TBILISI (Reuters) -Georgian authorities said on Tuesday they had arrested an ex-aide to Georgia’s most powerful man who fled the country earlier this year while on trial on charges of embezzling cryptocurrency worth more than $800 million from his former boss.

Giorgi Bachiashvili, who says the charges were politically motivated, was sentenced in absentia to 11 years in prison for defrauding Bidzina Ivanishvili, a billionaire former prime minister who is widely seen as Georgia’s de facto leader.

Bachiashvili, who used to run Ivanishvili’s investment fund, denies wrongdoing and has said the case aimed to punish him for breaking with Ivanishvili by publicly supporting Ukraine in its war with Russia.

Georgia’s State Security Service, in a statement published on Facebook, said it had arrested Bachiashvili near the country’s southern borders with Armenia and Azerbaijan after receiving an anonymous tip-off.

It said that Bachiashvili was under investigation for illegal border crossing.
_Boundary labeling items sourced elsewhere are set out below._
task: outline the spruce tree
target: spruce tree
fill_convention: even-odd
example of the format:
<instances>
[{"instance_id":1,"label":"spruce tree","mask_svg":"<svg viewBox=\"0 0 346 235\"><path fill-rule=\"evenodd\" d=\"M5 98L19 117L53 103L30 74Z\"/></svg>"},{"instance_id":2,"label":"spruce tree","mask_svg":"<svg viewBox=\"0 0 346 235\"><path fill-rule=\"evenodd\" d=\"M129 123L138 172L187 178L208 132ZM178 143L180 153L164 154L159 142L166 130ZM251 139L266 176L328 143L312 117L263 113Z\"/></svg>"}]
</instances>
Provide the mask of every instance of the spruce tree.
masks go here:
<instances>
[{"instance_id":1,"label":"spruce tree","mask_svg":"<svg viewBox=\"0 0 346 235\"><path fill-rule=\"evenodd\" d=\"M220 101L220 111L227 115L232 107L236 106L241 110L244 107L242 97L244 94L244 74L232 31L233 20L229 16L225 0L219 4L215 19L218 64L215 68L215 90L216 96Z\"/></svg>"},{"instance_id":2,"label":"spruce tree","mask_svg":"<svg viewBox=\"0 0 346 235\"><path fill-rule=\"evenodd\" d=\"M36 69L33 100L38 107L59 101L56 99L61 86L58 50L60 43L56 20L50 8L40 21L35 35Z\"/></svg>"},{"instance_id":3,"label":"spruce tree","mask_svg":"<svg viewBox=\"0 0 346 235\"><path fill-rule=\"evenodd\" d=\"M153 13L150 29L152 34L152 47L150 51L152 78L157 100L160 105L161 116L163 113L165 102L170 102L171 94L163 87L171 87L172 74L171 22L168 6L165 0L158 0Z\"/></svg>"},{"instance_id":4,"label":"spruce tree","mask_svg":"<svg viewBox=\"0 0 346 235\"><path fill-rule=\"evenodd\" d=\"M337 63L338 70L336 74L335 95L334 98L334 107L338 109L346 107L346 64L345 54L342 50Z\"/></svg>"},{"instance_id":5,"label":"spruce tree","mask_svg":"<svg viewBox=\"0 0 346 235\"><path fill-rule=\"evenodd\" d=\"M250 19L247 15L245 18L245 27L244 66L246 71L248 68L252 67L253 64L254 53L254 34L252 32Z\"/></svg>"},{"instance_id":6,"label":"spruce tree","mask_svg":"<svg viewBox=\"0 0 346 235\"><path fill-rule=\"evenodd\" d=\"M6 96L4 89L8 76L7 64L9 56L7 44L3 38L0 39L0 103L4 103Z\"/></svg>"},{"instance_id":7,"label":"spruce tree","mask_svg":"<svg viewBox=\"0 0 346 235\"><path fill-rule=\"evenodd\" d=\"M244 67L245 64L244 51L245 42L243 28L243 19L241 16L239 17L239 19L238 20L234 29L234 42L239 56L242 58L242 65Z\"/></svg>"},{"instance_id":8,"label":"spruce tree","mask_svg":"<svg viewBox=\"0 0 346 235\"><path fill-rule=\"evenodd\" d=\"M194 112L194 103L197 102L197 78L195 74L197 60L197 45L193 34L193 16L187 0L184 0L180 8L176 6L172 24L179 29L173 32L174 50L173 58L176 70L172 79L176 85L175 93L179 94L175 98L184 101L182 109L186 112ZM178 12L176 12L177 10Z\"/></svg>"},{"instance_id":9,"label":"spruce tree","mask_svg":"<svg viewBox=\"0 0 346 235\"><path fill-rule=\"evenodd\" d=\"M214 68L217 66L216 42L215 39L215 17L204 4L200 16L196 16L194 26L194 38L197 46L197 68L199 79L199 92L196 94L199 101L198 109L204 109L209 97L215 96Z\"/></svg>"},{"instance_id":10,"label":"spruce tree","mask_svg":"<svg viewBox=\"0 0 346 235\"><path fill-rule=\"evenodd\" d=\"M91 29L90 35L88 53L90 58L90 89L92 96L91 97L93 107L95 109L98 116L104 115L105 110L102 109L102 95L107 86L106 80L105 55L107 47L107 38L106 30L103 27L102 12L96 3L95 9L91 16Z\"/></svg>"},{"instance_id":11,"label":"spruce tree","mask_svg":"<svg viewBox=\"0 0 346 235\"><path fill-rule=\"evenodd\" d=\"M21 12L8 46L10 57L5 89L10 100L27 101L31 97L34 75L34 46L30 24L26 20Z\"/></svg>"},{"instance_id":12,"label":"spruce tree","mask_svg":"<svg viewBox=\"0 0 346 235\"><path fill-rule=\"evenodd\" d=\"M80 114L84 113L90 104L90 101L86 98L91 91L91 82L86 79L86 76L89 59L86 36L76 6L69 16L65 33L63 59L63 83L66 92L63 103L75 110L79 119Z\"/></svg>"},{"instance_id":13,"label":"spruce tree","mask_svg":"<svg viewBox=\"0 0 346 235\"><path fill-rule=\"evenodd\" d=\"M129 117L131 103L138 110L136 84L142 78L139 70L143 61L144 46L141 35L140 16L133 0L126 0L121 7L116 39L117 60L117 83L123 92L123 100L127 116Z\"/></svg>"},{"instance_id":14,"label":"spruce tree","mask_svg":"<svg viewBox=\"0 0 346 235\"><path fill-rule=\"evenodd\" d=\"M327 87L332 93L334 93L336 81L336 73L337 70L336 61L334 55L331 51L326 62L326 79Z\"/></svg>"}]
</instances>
Authorities have said he fled Georgia in March by hiding inside a car before crossing into Armenia and then moving onto a third country.

Robert Amsterdam, one of Bachiashvili’s lawyers, said in a statement published on his firm’s website that Bachiashvili had been returned to Georgia “forcibly” and that he was at risk of torture.

The embezzlement charges related to a 2015 loan from Ivanishvili’s Cartu Bank, which Bachiashvili had sought to establish a cryptocurrency mining business.

The Georgian branch of anti-corruption watchdog Transparency International has said that there is a lack of evidence against Bachiashvili, and that the case appears to reflect Ivanishvili’s financial interests.

Ivanishvili, who is seen as controlling the ruling Georgian Dream party he founded, has steered traditionally pro-Western Georgia in a more pro-Russian direction since the outbreak of the Ukraine war, while clamping down on opposition at home.

In December, he was sanctioned by the United States over a crackdown on protesters opposed to the Georgian government’s freezing of European Union accession talks until 2028.

The billionaire rarely appears in public, and has not commented on his former aide’s flight or subsequent arrest.